In the cloud scenario, Unisys places a Stealth appliance in between the storage array and data center servers, as well as appliances in front of each physical server facing out to the router and the Internet. That aims to encrypt and disperse data along the flow from storage to user.
"The storage [array] thinks it's talking to the server, but it's talking to Stealth; and the server thinks it's talking to storage, but it's talking to Stealth," Sanchez said. "Even developers would have no idea Stealth is sitting in the middle."
Unisys hopes that Stealth can offer the kind of security and segmentation or data isolation in the cloud that will convince customers to move more sensitive applications into public hosting environments.
"Amazon [cloud] is a collection of VPNs and firewalls all put together to approximate isolation … and that can only happen in one data center. With Stealth, they can be commonly isolated no matter where they sit in the world," Sanchez said.
With that kind of security, banks that move marketing applications to the cloud but shy away from hosting sensitive reporting apps will be more likely to take the leap of faith, he added.
Data parsing: Potential drawbacks
While many agree that there is promise for combined data parsing and VPN, pitfalls abound.
For one, in the security world, even a technology with great promise will be met with heavy skepticism -- and that's certainly the case for IDAs. What's more, security teams may not take well to the proprietary nature of IDAs.

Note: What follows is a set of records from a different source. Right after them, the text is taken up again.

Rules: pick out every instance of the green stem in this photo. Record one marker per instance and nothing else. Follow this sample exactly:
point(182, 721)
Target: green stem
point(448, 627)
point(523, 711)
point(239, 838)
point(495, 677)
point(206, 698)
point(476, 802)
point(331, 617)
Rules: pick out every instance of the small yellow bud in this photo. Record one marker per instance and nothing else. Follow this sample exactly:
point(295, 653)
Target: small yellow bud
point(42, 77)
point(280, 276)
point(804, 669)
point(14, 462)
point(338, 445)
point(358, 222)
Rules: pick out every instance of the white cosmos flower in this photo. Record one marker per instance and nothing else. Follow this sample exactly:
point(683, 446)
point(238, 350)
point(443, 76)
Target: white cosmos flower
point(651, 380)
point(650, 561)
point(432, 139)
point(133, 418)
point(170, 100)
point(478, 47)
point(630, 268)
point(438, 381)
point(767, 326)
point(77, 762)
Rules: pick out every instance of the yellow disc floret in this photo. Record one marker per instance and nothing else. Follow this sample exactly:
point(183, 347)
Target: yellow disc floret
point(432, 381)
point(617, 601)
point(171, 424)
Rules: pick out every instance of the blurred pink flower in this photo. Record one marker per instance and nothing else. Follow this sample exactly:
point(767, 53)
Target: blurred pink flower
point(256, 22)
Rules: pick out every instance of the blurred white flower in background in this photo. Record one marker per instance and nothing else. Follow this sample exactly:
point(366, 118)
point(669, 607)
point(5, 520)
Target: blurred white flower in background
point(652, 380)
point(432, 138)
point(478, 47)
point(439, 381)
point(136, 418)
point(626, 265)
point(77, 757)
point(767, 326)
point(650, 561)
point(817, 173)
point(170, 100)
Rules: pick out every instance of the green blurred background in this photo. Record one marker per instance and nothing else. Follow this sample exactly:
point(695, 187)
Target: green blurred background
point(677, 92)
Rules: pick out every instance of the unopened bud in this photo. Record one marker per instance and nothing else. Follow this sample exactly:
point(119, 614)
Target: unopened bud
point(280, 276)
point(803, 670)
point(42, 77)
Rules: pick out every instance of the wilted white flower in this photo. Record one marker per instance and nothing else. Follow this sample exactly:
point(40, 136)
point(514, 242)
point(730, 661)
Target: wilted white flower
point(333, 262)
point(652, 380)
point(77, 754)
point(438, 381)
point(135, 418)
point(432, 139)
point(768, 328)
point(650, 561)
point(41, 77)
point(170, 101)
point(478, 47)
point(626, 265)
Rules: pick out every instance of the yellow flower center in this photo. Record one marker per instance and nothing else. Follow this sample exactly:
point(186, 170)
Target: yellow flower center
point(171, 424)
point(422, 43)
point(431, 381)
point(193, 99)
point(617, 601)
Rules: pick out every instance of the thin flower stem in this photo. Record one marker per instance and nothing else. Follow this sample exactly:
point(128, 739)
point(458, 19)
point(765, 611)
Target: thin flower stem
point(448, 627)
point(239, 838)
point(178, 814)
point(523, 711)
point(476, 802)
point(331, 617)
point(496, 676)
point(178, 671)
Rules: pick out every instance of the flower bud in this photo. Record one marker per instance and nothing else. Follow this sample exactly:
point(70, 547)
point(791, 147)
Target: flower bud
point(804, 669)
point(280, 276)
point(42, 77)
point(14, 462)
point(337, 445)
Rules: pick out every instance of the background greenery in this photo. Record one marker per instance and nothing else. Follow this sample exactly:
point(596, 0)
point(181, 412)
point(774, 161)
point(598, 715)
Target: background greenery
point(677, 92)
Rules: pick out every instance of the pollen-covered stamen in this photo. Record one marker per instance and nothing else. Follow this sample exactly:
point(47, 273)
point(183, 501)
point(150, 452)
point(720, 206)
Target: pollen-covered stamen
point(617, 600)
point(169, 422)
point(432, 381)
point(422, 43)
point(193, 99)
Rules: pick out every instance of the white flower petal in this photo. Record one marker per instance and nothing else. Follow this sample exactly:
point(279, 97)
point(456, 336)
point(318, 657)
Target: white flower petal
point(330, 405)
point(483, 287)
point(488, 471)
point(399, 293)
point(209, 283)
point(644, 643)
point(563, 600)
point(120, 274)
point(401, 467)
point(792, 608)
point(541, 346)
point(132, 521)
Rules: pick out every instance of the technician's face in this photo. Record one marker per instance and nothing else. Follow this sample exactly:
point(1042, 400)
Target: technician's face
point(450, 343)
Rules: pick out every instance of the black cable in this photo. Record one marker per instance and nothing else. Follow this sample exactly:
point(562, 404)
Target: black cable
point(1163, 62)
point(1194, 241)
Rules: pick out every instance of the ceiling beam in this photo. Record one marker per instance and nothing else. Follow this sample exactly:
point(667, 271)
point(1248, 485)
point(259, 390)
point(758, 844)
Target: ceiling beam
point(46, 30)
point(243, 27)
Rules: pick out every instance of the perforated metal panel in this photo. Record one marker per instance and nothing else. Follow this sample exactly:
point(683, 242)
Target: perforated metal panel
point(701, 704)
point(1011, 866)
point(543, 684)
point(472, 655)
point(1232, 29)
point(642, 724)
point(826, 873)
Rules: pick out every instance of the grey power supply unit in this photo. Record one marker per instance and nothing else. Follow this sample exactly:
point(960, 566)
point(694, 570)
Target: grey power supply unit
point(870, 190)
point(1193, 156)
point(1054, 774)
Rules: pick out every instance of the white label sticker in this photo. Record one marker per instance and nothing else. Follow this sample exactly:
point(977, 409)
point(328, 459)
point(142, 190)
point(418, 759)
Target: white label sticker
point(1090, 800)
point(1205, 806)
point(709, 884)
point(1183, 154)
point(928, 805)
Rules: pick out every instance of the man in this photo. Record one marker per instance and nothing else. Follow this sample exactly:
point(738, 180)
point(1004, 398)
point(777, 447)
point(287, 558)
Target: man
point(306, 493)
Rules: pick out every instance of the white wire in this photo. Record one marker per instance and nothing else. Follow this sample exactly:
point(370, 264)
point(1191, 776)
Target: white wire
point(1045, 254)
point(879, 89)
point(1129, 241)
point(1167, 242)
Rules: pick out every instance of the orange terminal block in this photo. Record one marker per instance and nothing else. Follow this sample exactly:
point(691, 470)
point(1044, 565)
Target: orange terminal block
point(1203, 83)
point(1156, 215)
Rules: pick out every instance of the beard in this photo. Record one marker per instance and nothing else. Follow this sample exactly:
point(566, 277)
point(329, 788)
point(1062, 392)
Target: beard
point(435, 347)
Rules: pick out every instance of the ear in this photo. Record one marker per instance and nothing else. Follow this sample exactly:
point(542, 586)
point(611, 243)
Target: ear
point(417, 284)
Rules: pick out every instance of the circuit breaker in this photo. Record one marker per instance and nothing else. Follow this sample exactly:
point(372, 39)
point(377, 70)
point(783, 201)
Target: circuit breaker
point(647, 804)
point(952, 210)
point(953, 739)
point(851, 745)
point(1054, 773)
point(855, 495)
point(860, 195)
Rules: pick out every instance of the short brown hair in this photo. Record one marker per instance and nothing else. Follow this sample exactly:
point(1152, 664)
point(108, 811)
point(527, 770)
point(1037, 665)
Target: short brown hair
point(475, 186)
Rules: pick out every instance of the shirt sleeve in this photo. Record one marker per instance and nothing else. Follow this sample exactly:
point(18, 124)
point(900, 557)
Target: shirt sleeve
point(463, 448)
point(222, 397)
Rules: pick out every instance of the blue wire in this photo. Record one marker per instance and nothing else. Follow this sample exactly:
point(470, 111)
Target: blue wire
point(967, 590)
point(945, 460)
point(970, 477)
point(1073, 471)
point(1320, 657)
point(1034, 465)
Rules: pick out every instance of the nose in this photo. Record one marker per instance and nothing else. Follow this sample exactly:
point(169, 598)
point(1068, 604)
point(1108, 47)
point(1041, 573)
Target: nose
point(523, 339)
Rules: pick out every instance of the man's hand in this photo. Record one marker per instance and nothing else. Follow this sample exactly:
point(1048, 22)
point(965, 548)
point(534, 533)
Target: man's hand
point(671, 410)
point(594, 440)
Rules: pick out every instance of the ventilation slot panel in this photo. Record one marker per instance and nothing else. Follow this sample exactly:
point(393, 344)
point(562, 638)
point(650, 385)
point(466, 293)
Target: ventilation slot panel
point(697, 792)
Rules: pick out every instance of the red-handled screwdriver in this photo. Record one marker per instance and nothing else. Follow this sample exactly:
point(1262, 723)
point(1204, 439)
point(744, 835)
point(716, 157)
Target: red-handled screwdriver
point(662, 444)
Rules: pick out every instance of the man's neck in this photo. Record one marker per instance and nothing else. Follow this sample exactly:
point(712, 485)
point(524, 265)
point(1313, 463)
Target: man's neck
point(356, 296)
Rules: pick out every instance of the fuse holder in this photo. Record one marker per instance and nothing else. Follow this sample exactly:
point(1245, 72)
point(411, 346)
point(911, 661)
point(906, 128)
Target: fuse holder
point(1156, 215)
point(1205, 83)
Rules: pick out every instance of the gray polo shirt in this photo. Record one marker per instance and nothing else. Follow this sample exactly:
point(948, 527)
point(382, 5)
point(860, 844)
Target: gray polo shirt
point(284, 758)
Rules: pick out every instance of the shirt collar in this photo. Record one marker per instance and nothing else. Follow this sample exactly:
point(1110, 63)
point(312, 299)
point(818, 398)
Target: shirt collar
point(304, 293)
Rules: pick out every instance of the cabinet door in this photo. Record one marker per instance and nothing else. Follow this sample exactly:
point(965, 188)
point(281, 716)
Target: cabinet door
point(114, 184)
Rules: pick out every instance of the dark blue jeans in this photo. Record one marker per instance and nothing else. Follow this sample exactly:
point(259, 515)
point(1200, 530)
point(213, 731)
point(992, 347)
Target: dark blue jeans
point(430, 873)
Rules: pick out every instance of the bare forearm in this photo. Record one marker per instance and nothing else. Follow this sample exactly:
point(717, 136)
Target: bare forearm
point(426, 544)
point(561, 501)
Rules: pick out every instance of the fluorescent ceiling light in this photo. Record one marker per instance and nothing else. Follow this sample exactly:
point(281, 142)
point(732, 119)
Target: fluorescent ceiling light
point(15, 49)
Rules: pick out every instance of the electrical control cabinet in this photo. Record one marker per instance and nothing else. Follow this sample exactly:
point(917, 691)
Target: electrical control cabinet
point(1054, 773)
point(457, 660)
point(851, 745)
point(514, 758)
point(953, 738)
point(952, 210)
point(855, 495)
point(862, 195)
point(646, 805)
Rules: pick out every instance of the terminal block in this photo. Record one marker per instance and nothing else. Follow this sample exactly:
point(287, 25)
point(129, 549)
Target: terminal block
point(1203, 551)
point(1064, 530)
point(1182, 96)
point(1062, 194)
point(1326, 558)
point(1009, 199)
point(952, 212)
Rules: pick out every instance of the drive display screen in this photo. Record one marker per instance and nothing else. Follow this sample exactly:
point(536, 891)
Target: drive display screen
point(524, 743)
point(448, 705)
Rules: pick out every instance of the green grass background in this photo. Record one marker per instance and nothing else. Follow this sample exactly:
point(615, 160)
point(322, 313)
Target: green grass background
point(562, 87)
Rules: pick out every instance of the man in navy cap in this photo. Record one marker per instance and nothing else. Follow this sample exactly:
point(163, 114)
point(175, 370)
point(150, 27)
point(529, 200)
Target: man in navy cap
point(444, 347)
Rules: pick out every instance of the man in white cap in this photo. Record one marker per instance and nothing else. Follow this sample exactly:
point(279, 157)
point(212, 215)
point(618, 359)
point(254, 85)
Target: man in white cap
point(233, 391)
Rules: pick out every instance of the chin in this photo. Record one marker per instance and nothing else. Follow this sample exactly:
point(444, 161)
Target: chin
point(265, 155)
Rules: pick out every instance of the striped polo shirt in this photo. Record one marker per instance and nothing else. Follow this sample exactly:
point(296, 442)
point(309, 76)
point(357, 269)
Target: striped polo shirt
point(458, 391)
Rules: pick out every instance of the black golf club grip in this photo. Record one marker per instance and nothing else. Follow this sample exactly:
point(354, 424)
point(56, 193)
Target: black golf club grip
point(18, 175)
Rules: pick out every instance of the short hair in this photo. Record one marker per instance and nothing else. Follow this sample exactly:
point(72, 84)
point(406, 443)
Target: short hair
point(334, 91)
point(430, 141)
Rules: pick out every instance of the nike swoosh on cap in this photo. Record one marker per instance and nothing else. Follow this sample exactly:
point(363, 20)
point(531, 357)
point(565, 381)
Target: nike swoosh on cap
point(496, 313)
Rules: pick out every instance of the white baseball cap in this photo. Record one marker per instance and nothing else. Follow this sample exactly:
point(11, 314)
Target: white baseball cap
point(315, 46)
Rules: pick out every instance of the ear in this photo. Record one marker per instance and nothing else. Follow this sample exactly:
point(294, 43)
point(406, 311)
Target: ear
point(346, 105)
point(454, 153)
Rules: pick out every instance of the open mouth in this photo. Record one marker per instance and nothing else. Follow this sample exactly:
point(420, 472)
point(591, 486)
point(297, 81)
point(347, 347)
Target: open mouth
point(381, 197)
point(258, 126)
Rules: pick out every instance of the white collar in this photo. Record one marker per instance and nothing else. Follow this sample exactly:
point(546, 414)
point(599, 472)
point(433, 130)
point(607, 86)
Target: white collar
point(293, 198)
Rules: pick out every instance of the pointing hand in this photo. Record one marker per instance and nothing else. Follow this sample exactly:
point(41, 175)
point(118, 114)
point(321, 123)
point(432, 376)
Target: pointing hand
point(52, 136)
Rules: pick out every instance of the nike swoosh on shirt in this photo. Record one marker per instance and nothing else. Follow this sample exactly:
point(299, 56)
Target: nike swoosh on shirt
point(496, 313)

"Security people feel that the best security is open security. When encryption took over, the algorithms were completely open," Versace said. "That's not the case with these IDAs."
Unisys is also asking customers to buy into a set of custom hardware as well as software, which will be a costly up-front investment and will require long-term overhead for management. Stealth is not available as an enhancement to existing VPN offerings.
Unisys didn't release a full set of pricing for the Stealth Solution, which could vary according to the number of Stealth network tunnels required. Combination software/hardware pricing starts at $17,350. Unisys also hopes to sell the product with a set of services for which the company did not list pricing.
There is also a potential issue with latency since Stealth adds another barrier for data packets to pass through. Users will have to run extensive latency testing on the Stealth Solution. It is also questionable whether Stealth is compatible with WAN acceleration solutions that are used to improve latency for sensitive applications.